The Manchester (CT) School Board has voted on a compromise budget plan that would allow the district to slash $1 million from its operating budget and, at the same time, avoid teacher layoffs. The final version of the plan estimates that the district will spend $100.65 million during the 2012-13 fiscal year which is within the limits imposed by the board of directors. The strict spending limit is a quirk of the state's education budgeting rules which allow the board of directors to set the funding level and leaves it to the school board to decide how to use it.
The initial plan called for elimination of 4 elementary teachers, which would have saved the district more than $218,000. Instead, the board decided to defer replacement of all four maintenance trucks, allocating funds to buy only one new one next year and temporarily under-fund the state's accidental insurance program.
In addition, the school board hopes to convince the board of directors to give it an additional $183,681 to make up a shortfall in the district's transportation program.
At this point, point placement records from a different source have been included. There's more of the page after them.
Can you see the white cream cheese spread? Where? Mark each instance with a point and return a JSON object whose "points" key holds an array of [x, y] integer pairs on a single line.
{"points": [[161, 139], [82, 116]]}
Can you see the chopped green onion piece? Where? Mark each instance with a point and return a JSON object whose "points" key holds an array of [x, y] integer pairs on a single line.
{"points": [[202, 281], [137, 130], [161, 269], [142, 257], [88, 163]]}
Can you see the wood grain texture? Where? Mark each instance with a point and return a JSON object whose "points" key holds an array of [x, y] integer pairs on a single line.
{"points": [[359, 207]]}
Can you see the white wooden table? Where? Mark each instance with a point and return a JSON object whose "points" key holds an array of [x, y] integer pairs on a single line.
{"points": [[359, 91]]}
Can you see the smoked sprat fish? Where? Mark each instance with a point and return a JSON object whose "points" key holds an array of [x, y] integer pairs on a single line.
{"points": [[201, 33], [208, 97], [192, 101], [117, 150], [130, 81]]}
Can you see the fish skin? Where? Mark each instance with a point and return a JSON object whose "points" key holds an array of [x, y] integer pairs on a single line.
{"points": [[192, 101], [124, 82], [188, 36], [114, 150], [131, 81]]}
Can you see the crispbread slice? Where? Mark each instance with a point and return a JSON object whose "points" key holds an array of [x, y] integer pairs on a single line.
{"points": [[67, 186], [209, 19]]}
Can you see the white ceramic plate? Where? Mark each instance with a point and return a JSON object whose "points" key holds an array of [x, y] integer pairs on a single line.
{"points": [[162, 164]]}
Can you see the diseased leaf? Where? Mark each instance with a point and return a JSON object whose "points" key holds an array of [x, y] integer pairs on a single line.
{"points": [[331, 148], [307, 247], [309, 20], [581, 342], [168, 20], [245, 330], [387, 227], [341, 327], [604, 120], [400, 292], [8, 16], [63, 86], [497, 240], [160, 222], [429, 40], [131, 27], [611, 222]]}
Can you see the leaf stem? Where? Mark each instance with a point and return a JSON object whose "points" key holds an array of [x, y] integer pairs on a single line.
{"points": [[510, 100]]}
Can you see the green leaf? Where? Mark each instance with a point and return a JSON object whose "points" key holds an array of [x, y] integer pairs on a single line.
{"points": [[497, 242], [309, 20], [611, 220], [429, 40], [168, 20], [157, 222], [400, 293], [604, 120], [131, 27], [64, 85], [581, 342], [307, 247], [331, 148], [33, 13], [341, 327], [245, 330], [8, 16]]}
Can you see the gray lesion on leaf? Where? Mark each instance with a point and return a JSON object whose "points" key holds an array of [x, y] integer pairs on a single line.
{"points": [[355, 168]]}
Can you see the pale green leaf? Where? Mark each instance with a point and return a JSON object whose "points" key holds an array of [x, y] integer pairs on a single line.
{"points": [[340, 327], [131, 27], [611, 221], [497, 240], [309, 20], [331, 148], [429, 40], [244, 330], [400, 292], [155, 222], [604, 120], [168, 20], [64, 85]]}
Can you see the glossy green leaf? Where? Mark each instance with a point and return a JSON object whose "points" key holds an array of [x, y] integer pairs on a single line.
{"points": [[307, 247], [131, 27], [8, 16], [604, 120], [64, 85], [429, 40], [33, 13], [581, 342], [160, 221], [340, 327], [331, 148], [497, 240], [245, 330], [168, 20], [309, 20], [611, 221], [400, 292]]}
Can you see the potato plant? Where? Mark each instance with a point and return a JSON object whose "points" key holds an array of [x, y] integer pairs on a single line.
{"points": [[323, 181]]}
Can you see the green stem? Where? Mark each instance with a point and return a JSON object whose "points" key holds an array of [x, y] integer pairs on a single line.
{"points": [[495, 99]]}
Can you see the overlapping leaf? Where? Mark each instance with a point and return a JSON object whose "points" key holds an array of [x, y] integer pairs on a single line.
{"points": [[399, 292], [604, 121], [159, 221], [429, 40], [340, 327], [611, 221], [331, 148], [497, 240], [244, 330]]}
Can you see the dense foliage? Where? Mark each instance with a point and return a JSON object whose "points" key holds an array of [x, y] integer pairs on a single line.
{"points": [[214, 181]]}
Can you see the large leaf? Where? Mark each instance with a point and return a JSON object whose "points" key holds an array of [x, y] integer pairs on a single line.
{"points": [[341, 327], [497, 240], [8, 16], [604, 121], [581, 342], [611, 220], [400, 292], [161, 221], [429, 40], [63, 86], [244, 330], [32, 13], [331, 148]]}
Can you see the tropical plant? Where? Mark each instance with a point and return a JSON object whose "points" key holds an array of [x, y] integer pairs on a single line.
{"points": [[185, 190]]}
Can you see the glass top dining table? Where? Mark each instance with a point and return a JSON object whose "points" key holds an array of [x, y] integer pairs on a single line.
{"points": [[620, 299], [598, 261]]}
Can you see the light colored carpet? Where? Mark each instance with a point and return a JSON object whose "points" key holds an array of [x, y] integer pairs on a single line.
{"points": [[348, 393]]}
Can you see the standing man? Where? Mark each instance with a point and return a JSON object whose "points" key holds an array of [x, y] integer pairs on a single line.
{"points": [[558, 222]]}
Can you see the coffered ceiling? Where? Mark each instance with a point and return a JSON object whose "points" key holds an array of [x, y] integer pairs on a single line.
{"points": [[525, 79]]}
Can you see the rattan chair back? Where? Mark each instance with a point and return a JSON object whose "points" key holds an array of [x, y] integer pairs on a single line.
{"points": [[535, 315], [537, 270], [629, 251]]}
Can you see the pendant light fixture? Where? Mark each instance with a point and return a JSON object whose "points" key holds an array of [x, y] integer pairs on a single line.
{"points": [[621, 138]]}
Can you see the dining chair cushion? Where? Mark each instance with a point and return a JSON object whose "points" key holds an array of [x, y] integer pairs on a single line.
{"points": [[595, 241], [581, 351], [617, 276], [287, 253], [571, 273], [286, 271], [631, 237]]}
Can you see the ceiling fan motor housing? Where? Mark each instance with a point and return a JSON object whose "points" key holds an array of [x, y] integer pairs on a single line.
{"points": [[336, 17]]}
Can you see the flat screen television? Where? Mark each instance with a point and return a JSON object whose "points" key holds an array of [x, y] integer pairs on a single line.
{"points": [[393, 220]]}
The directors had said when they approved the overall budget in April that the school board could request the additional transportation funds, and school board Chairman Chris Pattacini said at the time that he would take them up on the offer.
The initial proposal that included cutting four teachers, Pattacini said Tuesday, shows "the dire need that public education is facing." He noted that $1.8 million in federal funding in this year's budget will not be available in the next school year and that school officials had made requests totaling about $2.4 million that the school board could not fund.
Manchester is one of the Connecticut school districts classified as low-performing or an "alliance" district and is therefore entitled to an additional $1.34 million in state educational aid. However, to become eligible to receive that money, the district must first submit a detailed spending plan, outlining how the funds will be allocated to best bring about an improvement in students' academic outcomes.
The additional state money comes as a result of the recently signed education reform bill which aims to close the academic achievement gap in Connecticut schools, which is the largest of any state in the country.
The law's provisions also include a new plan to turnaround failing school districts and a new tougher teacher evaluation system which will allow districts to link tenure decision to teacher performance.
A limited pilot program to assess the new teacher evaluation system is scheduled to begin next year. The current plan is to fully implement it in all Connecticut school districts by the 2014-15 school year. The reform bill budgets about $100 million to fund the pilot program and plan its eventual full deployment.